Establishing FinOps capability requires three things that must be designed into the TOM from the outset. First, a tagging strategy — every cloud resource must be tagged with the team, workload, environment and cost centre responsible for it. Without consistent tagging, cost allocation is impossible and accountability cannot be established. Second, a cost visibility tool — either native cloud provider tooling (Azure Cost Management, AWS Cost Explorer) or a third-party FinOps platform — that makes cloud spend visible at team level in near-real time. Third, a cost accountability mechanism — whether showback or chargeback — that creates incentives for teams to make cost-conscious architectural and operational decisions. The tagging strategy must be defined before migration begins, not retrospectively applied to a cloud estate that has grown without consistent metadata.

Designing for the Regulated Environment

In a BaFin-regulated institution, the Cloud TOM has several requirements that do not arise in unregulated industries. Each of them should be designed into the operating model from the outset, because retrofitting them after the operating model has established is expensive and disruptive.

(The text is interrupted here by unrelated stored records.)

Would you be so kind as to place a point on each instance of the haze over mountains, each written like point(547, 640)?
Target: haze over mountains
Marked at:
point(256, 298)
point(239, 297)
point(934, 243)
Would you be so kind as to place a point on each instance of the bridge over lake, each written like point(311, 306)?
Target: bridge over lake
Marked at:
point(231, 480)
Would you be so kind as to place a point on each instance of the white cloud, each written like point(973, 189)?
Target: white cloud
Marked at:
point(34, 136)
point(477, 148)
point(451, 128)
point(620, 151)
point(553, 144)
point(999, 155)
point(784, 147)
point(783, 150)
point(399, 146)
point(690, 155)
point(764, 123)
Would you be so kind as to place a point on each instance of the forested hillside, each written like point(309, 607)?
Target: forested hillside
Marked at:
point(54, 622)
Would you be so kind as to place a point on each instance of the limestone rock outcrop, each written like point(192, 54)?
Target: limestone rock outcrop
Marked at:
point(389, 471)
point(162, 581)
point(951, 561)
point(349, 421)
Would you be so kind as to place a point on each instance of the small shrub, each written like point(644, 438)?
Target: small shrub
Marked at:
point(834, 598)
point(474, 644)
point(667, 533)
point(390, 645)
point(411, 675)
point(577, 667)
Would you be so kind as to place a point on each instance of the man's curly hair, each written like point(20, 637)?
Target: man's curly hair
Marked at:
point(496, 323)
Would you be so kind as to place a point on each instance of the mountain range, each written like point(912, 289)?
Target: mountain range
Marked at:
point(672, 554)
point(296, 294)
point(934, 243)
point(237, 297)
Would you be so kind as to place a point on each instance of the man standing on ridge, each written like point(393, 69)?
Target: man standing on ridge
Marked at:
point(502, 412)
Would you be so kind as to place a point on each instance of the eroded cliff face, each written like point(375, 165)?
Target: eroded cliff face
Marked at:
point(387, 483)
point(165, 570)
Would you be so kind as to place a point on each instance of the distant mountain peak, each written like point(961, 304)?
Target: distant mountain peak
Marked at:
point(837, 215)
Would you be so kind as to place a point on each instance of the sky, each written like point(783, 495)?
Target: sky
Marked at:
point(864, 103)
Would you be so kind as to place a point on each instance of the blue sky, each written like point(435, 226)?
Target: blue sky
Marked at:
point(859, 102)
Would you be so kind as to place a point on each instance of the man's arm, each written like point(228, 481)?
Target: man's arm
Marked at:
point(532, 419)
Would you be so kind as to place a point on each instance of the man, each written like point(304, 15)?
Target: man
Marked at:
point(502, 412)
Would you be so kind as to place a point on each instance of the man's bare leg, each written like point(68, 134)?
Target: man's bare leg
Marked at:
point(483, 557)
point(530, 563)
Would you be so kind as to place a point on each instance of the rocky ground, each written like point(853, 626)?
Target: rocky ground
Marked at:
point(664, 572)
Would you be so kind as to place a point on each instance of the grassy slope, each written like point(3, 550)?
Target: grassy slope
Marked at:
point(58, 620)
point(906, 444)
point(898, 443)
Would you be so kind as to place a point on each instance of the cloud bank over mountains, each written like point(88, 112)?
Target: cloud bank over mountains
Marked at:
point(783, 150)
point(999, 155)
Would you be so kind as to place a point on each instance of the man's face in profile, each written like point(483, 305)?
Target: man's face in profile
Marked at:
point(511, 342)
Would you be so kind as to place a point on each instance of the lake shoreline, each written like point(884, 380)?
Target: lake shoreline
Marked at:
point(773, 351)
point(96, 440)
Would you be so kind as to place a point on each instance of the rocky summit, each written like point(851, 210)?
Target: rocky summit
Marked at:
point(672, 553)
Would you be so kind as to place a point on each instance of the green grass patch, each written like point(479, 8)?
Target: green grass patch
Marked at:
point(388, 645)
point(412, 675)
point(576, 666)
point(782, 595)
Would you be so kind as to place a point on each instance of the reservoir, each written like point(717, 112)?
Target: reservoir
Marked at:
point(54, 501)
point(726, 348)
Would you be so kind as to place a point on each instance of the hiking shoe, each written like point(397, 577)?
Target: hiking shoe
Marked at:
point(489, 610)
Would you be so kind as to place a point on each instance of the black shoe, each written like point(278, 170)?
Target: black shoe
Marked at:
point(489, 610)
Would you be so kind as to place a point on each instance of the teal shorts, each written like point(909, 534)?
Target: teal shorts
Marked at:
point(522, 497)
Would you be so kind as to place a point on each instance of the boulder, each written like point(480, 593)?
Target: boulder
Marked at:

Single Accountable Party for Cloud Governance

BaFin's supervisory expectations, and DORA's ICT governance requirements, presuppose that there is a single identifiable party within the institution who is accountable for the governance of each material cloud arrangement — including accountability for the third-party risk management of the hyperscaler relationship. In practice, this means that the Cloud TOM must designate a named role — typically at CTO or equivalent level — with documented accountability for cloud governance, and that this designation must be reflected in the institution's DORA governance documentation.

Change Management in a Cloud Environment

Traditional change advisory board processes — weekly meetings, multi-week lead times, manual approval workflows — are incompatible with cloud operating velocity. DORA's change management requirements, however, do not disappear because the infrastructure has moved to the cloud. The Cloud TOM must define a change management process that satisfies regulatory requirements for change control and auditability while enabling the deployment frequency that cloud infrastructure supports. In practice, this means policy-as-code enforcement of change controls rather than manual approval gates, with automated audit trail generation that can be produced for regulatory review.

Outsourcing Oversight for Managed Services

Where the Cloud TOM includes a managed service provider for cloud operations — as was the case in the BNP Paribas datacentre consolidation, where a new managed services model was established alongside the infrastructure migration — the oversight requirements of the EBA (European Banking Authority — the EU body responsible for prudential regulation and supervision standards across the European banking sector) Outsourcing Guidelines and DORA must be built into the operating model. This means designating an internal oversight function for each material MSP relationship, establishing the performance reporting and escalation processes required for ongoing oversight, and ensuring that the cloud operational knowledge that the MSP holds does not become an undocumented institutional dependency that cannot be transferred if the MSP relationship needs to change.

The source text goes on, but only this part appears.